The new diggings were discovered on Saturday, and the next day (Sunday) nearly all the male inhabitants of Johntown went up to the head of Gold Cañon to take a look at and “pass upon” the new mines. The majority of the sagacious citizens of the then mining metropolis of the country did not think much of the new strike. They had placer-mines near at home, five miles below, that prospected much better. However, “Old Pancake” and some of others interested in the new diggings, blowed about them as being the big thing of the country.

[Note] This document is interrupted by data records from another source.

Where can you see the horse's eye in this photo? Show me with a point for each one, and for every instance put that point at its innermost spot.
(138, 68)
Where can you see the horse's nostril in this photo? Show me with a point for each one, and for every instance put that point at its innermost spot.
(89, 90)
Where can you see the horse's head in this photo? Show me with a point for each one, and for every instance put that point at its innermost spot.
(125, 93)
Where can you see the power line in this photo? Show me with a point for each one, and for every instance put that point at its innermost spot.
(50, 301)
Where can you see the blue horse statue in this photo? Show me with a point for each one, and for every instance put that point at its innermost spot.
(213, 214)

Although the prospects at first may not all have been as large as stated by Bishop, who is quoted above, yet Comstock, Old Virginia, and party soon reached very rich dirt—very much richer than Comstock had ever found in any part of his American Ravine claim, where he worked the braves of the Piute tribe. Starting in at about $5 per day, they were soon making from $15 to $20, and for a time even more to the man. Believing they were working placer-mines, they were at times moved too far away from the main deposit of decomposed croppings, when they made small wages until they got back and started again on the right track.

It was not long before most of the Johntowners had moved to Gold Hill, camping under the trees at first, then building shanties and eventually putting up substantial log-houses.

Thus was first discovered, located, and worked that portion of the Comstock lode lying under the town of Gold Hill, and containing the Belcher, Crown Point, Yellow Jacket, Imperial, Empire, Kentuck, and other leading mines of the country—mines that have yielded millions upon millions in gold and silver bullion.

It was not, however, until these mines had been worked for two or three years, that they were positively known to be silver-mines and a continuation of the Comstock lead, then being so successfully mined upon a mile north, at Virginia City.